Now forget about what I think because no matter what I think the story in today’s Wall Street Journal about Big oil doing it’s best to be an obstacle to the growth of ethanol is kind of sad.
Following is the summary of the WSJ article titled, ‘Fill up with Ethanol? One obstacle is Big Oil’ by LAURA MECKLER.
- Oil company policies are making it almost impossible for service stations to carry E85 ethanol (85% ethanol and 15% gasoline).
- The article also touches on the fact that the demand might not be there for E85 because it costs more and would limit service-station owners’ enthusiasm for spending on the equipment needed to offer E85 even if the policies of the oil companies were not a factor.

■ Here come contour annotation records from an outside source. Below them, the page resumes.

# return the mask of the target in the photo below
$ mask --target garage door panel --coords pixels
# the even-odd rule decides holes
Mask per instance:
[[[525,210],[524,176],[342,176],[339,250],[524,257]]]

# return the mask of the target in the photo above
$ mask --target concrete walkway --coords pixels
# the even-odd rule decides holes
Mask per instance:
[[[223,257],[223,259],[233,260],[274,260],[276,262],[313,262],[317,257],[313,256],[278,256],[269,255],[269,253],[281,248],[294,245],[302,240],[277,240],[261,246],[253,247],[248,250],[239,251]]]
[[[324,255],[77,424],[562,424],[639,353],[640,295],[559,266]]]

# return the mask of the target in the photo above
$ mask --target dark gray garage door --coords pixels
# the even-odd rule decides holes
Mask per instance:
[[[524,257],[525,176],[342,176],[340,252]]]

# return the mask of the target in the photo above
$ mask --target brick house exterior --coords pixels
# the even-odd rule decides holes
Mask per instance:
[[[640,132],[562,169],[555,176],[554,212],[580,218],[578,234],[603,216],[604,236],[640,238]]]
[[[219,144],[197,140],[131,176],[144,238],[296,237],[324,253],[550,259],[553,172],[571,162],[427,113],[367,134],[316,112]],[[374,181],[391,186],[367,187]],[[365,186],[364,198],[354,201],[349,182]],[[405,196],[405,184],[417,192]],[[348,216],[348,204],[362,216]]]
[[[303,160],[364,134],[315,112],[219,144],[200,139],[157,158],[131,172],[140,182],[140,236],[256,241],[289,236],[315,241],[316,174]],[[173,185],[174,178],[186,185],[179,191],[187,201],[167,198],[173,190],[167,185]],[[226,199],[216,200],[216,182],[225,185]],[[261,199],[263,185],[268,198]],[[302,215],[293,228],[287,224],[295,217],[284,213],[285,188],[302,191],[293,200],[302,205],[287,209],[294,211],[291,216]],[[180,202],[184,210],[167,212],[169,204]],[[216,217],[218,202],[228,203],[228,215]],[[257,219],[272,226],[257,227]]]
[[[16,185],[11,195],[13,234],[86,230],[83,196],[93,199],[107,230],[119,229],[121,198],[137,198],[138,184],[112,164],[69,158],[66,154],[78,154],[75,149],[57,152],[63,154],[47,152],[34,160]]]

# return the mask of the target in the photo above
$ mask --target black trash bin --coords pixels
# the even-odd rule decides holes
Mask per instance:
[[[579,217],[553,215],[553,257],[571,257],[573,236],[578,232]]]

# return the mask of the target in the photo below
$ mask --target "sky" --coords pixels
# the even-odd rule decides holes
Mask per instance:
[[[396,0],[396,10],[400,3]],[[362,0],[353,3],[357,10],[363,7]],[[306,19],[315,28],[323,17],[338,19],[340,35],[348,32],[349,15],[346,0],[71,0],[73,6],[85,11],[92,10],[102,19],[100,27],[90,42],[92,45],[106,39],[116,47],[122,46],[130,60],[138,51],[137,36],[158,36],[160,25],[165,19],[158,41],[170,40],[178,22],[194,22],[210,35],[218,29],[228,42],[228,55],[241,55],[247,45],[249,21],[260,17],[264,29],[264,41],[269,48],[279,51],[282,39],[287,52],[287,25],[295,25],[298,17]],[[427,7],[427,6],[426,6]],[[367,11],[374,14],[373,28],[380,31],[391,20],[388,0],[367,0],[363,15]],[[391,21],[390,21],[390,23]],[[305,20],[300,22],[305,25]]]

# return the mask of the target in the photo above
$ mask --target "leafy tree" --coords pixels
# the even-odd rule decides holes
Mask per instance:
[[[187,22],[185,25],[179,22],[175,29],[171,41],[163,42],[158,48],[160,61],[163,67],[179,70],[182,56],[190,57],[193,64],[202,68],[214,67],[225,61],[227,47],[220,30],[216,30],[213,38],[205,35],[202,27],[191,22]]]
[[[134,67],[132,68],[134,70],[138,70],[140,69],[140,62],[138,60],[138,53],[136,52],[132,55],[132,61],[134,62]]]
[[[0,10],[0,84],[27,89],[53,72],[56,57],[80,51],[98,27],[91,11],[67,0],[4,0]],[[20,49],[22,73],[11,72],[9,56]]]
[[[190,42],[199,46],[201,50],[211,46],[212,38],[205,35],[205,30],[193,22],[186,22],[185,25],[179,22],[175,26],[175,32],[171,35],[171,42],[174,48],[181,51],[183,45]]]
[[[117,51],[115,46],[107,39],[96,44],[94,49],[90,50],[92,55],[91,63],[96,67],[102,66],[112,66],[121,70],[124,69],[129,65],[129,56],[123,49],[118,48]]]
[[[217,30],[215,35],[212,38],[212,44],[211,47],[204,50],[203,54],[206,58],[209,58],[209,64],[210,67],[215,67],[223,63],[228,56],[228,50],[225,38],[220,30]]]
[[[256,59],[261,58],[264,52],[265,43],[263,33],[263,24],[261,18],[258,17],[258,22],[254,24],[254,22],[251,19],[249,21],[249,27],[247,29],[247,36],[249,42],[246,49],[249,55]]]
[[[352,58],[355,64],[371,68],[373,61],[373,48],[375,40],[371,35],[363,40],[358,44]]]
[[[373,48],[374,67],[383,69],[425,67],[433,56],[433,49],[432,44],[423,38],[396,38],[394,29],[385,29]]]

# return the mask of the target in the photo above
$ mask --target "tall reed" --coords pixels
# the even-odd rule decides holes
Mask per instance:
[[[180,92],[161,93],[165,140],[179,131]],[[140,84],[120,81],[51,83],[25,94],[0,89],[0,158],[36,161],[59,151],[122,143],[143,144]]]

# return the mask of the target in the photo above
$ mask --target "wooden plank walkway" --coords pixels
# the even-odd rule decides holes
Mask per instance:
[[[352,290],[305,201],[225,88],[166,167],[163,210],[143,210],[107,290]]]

- Service Station franchises are required to purchase all the fuel from the oil company and since oil companies don’t offer ethanol the service stations can’t sell them either.
- Contracts sometimes limit advertising of E85 and restrict the use of credit cards to pay for it. Some require that any E85 pump be on a separate island, not under the main canopy.
- Exxon Mobil Corp.’s standard contract with Exxon stations bars them from buying fuel from anybody but itself, and it doesn’t sell E85.
- A ConocoPhillips memo to franchisees says the company doesn’t allow E85 sales on the primary island, under the covered canopy where gasoline is sold. Stations must find another spot.
- A Chevron Corp. agreement with franchisees also appears to discourage selling E85 under the main canopy.
- Chevron’s agreement with station owners recommends they install new pumps and tanks at their own expense if they want to stock E85. This is an additional cost for gas station owners.
- BP (so called the most environmentally friendly Big Oil) has guidelines for stations that carry the company name bar any mention of E85 on signs on gasoline dispensers, perimeter signs or light poles. The stations also can’t let buyers use pay-at-the-pump credit-card machines.
Disclosure: I don’t have a position in any ethanol or Oil company.